Cuando el SKYNET funcione al máximo, abrirá el universo entero observable al examen directo. Constituirá un avance de valor incalculable, y de mucho mayor beneficio para la especie que ningún otro proyecto imaginable que hoy esté tecnológicamente a nuestro alcance. Incluso una misión a Alpha Centauri resulta comparativamente de menor interés.

Teniendo en cuenta los fondos que ya han sido invertidos en el SKYNET, y la suma relativamente exigua que haría falta para completar el sistema, urgimos a…

Del informe anual de la NASA al presidente.

… Examinemos los hechos:

Sabemos que, más allá de la Tierra, el universo es un sitio innegablemente hostil, brutalmente cálido o brutalmente frío. Un lugar que, fundamentalmente, está vacío, poblado por escasas rocas y gases calientes a la deriva. Es el tipo de lugar que les gustaría visitar a algunos habitantes del Norte, pero que posee poco interés para los de Tennessee.

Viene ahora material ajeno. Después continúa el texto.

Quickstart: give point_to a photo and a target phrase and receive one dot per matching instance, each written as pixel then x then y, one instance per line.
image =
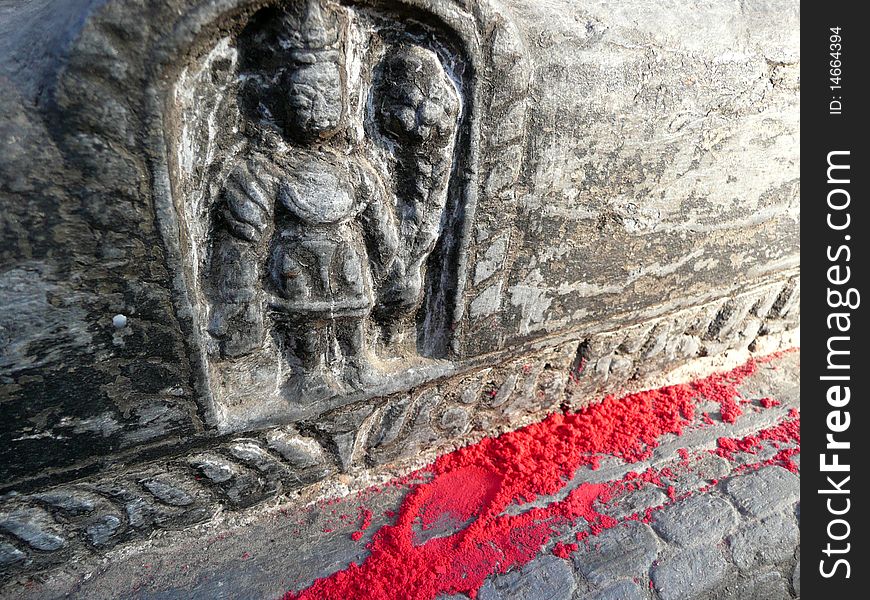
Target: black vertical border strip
pixel 822 133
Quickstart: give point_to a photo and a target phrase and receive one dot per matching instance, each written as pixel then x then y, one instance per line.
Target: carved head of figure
pixel 418 104
pixel 298 55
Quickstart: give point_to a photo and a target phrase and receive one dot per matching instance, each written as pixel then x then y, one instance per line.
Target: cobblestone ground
pixel 719 525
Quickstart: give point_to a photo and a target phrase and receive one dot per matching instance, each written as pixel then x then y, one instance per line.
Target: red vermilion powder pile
pixel 473 486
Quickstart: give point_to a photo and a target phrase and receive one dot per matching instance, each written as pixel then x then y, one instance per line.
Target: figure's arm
pixel 379 224
pixel 241 231
pixel 418 108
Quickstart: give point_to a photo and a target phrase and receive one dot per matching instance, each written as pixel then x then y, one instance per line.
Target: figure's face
pixel 312 100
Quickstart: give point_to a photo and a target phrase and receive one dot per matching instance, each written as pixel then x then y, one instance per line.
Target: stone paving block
pixel 761 586
pixel 690 573
pixel 621 590
pixel 696 520
pixel 9 554
pixel 768 490
pixel 545 578
pixel 624 551
pixel 34 527
pixel 765 542
pixel 636 501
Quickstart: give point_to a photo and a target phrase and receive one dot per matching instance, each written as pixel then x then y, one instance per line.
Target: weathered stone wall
pixel 615 194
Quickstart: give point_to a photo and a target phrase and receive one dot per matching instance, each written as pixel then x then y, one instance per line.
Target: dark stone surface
pixel 697 519
pixel 624 551
pixel 690 573
pixel 264 552
pixel 134 325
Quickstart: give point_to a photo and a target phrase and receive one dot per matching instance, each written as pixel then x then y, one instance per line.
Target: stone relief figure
pixel 312 243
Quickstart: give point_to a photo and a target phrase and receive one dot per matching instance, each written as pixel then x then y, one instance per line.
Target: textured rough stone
pixel 545 578
pixel 167 492
pixel 492 211
pixel 698 519
pixel 623 590
pixel 637 501
pixel 689 573
pixel 768 541
pixel 9 554
pixel 33 527
pixel 763 586
pixel 100 532
pixel 623 551
pixel 796 575
pixel 73 502
pixel 180 307
pixel 770 489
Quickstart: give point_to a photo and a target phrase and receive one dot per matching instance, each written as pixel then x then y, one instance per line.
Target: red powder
pixel 470 489
pixel 787 431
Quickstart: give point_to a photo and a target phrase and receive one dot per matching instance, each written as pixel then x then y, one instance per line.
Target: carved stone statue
pixel 308 239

Sabemos también que la NASA ya no puede ni siquiera aventurar ningún beneficio como resultado de seguir examinando peñascos tan lejanos que la luz que irradian no llegará hasta nosotros a lo largo de nuestras vidas.

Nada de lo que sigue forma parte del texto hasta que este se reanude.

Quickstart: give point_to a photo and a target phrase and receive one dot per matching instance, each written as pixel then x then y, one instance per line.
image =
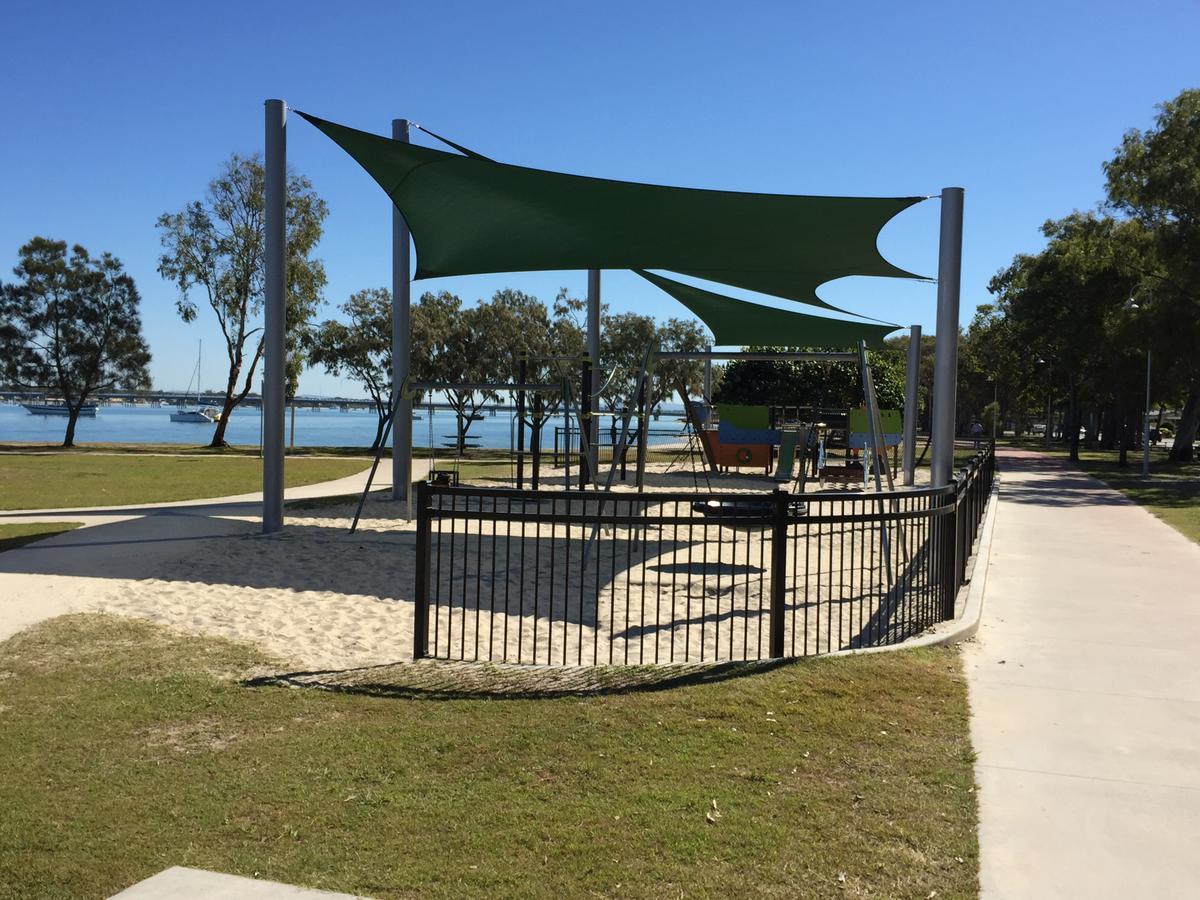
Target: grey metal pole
pixel 401 342
pixel 274 359
pixel 911 393
pixel 995 407
pixel 946 357
pixel 594 355
pixel 1145 436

Y también nos enfrentamos al grave hecho de que al gobierno le gustaría destinar 600 millones más para completar los telescopios situados en Mare Ingenii. Al parecer, su argumento es que, dado que se ha gastado tanto en el proyecto, sería improcedente no gastar un poco más.

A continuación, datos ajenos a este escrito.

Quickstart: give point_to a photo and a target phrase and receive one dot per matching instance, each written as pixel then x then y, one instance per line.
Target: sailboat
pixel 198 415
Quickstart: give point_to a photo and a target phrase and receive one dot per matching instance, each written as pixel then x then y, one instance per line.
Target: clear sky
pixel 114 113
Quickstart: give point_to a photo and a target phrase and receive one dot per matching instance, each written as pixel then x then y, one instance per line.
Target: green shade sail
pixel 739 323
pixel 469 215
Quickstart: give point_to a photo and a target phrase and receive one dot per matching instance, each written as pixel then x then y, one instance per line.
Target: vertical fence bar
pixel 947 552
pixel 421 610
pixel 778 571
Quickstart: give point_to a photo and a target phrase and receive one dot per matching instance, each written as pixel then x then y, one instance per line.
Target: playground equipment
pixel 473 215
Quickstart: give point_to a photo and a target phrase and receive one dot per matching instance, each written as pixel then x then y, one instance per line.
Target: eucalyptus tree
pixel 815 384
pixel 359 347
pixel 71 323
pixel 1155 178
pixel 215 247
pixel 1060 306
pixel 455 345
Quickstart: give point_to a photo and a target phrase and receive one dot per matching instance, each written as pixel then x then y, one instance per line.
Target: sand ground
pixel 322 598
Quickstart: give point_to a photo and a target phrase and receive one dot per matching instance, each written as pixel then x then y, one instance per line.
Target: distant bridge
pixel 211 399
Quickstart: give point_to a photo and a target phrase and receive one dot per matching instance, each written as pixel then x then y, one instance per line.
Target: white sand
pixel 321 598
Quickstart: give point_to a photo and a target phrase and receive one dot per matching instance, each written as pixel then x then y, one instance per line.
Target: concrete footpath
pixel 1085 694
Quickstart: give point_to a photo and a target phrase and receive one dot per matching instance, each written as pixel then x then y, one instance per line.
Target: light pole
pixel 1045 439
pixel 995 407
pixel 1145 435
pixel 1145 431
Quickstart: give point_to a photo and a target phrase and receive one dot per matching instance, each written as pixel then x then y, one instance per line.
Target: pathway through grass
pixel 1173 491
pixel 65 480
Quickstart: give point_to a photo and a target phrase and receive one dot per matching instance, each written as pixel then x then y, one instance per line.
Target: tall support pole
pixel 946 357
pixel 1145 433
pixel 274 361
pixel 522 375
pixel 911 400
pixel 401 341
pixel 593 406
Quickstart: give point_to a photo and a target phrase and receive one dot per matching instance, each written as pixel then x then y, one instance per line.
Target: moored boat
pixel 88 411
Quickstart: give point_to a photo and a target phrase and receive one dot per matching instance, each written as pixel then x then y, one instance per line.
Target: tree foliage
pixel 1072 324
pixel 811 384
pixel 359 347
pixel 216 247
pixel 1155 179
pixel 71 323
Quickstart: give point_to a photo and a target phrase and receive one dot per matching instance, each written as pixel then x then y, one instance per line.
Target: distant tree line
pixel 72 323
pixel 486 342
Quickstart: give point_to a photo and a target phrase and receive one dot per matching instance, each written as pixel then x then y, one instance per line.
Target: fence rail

Ha llegado la hora de parar la máquina.

Editorial del Memphis Herald. (12 de septiembre).

… La realidad de todo esto puede ser resumida del siguiente modo: nuestros conceptos han superado tan ampliamente a nuestra tecnología que ésta no encuentra forma de estar a su altura. El SKYNET es un buen ejemplo.

En teoría sería posible emplear las técnicas que he descrito en este trabajo para construir una lente magnética cuyo diámetro fuese tan grande como el de la órbita de la Tierra. Esta lente podría manipularse para crear un punto focal, del mismo modo como sucede con una lente de cristal. Uno vacila a la hora de aventurar la clase de aumento que podría obtenerse con semejante dispositivo. Y aunque todavía no podemos construirlo, en principio no hay razón por la que este invento no pueda funcionar.

Baines Rimford, Ciencia. (2 de septiembre).